Week 6 Training Plan, 9/26-10/2

Starting this week the number of training levels has been reduced from 4 to 3, henceforth known as Group A, B and C. Group A is the former Level 1 and 2 combined; Group B is the former Level 3; Group C is the former Level 4. Last week there was a long run and no timed repeat workout; this week is the opposite, with no long run scheduled and a timed repeat workout on either Friday or Saturday. Also note that there's an optional Saturday practice at Lincoln Station on Saturday morning for those that can make it.

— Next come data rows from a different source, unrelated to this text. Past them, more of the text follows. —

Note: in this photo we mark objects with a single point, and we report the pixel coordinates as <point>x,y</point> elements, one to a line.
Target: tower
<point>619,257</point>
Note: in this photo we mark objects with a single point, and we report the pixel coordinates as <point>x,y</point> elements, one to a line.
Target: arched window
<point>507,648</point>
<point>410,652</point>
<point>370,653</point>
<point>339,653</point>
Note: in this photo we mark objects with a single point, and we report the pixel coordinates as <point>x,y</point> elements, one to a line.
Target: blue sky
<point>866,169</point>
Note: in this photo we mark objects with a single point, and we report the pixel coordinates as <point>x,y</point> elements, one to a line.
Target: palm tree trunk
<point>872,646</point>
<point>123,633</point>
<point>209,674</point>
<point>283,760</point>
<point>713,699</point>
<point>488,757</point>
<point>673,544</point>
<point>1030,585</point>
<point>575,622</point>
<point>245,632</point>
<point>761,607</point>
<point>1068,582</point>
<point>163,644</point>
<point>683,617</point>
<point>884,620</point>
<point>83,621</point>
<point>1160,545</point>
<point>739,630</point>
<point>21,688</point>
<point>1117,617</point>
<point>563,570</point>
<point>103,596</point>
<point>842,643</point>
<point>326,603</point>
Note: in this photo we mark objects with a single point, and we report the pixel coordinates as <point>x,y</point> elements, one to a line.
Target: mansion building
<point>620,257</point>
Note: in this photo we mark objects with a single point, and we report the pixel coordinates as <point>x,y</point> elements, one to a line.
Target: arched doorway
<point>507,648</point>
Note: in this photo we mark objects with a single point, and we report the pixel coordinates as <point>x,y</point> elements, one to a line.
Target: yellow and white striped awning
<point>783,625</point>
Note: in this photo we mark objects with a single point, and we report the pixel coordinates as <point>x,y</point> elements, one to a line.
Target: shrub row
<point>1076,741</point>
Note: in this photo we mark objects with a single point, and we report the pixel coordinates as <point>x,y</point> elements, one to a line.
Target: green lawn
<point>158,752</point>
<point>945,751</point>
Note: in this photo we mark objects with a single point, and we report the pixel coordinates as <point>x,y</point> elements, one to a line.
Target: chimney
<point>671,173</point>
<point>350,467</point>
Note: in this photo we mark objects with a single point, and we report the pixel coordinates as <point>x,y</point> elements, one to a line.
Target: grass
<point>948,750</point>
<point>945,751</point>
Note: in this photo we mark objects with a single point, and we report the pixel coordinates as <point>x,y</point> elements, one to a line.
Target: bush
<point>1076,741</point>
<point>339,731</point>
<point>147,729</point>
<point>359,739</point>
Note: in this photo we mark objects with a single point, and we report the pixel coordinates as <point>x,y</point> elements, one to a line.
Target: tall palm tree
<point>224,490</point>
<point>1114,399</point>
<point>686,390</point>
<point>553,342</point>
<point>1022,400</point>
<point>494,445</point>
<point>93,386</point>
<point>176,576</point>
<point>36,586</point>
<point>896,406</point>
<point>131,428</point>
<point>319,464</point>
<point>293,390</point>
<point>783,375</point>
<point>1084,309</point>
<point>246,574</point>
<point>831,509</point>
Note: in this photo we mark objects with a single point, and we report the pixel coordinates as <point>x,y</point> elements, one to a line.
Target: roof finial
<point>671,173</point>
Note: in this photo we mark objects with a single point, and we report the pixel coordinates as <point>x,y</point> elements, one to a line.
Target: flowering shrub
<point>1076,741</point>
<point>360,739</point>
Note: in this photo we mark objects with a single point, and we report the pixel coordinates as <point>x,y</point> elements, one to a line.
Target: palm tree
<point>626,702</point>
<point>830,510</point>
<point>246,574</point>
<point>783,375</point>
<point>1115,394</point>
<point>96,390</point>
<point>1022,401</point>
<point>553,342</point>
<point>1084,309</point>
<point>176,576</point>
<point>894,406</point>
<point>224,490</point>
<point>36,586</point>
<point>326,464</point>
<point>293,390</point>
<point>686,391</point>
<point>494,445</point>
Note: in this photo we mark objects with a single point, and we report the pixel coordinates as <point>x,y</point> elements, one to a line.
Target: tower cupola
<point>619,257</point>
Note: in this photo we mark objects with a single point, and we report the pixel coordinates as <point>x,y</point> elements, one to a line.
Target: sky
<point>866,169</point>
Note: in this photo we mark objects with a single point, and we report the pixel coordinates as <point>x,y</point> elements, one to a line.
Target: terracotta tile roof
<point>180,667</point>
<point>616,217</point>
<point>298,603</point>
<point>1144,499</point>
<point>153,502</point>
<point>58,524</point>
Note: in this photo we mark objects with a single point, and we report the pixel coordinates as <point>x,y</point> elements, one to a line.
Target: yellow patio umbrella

Mon 9/26 - No official practice. If you're not observing the holiday, a short run on your own within the time ranges below:

Group A: 26-30 minutes
Group B: 32-36 minutes
Group C: 42-46 minutes

Tue 9/27 - Warmup including BURPEES followed by a short run followed by run throughs, bounding over cones and running corners. The cones will be set up on the softball field. Total length of the run today is as follows:

Group A: 26-30 minutes
Group B: 32-36 minutes
Group C: 42-46 minutes

Wed 9/28 - Dual Meet #3 @Waltham. More information on this meet will be forthcoming. Today is a medium length day in terms of training volume as follows:

Group A: 36-40 minutes
Group B: 44-48 minutes
Group C: 52-56 minutes

Thu 9/29 - Warmup including BURPEES followed by a short length recovery run at an easy to moderate intensity with hill drills. The length of the run today is as follows:

Group A: 26-30 minutes
Group B: 32-36 minutes
Group C: 42-46 minutes

Fri 9/30 - Warmup followed by either 

Group A: 6-8 minute warmup jog, 2x7 minutes at a "good" effort (80-85%) with a 4-5 minute break, 2 sets of (200,100) at race pace on top of the aqueduct, 6-8 minute cooldown
Group B - 6-8 minute warmup jog, 2x9 minutes at a "good" effort (80-85%) with a 4-5 minute break, 3 sets of (200,100) at race pace on top of the aqueduct, 6-8 minute cooldown
 Group C - 10 minute warmup jog, 2x11 minutes at a "good" effort (80-85%) with a 4-5 minute break, 4 sets of (200,100) at race pace on top of the aqueduct, 10 minute cooldown

The good effort portion of the workout (the pair of long repeats at 80-85% effort) can be done on the practice field loop of the home course or in the neighborhood just beyond the edge of the school fields that includes Charena, Cameron, Kelsey and Clarence Roads. The break between this and the short fast repeats is a jog/hike to the top of the aqueduct. There is a possibility we might do the short fast repeats on the track instead if it's available.

OR

a medium length run at mostly an easy effort level, picking up the pace a bit in the last 10 minutes of the run:

Group A: 36-40 minutes
Group B: 44-48 minutes
Group C: 52-56 minutes

Sat 10/1 -  For those attending the Lincoln practice, warmup to Mt. Misery field loop followed by 

Group A: 6-8 minute warmup jog, 2x7 minutes at a "good" effort (80-85%) with a 4-5 minute break, 2 sets of (200,100) at race pace on top of the aqueduct, 6-8 minute cooldown

Group B - 6-8 minute warmup jog, 2x9 minutes at a "good" effort (80-85%) with a 4-5 minute break, 3 sets of (200,100) at race pace on top of the aqueduct, 6-8 minute cooldown

Group C - 10 minute warmup jog, 2x11 minutes at a "good" effort (80-85%) with a 4-5 minute break, 4 sets of (200,100) at race pace on top of the aqueduct, 10 minute cooldown

OR

for those who did the timed repeat workouts yesterday, a medium length run at mostly an easy effort level, picking up the pace a bit in the last 10 minutes of the run:

Group A: 36-40 minutes
Group B: 44-48 minutes
Group C: 52-56 minutes


Sun 10/2 - Off. If you observed the holiday on Monday you can do a short length run mostly at an easy pace with a moderate increase in pace the last 5-10 minutes of the run.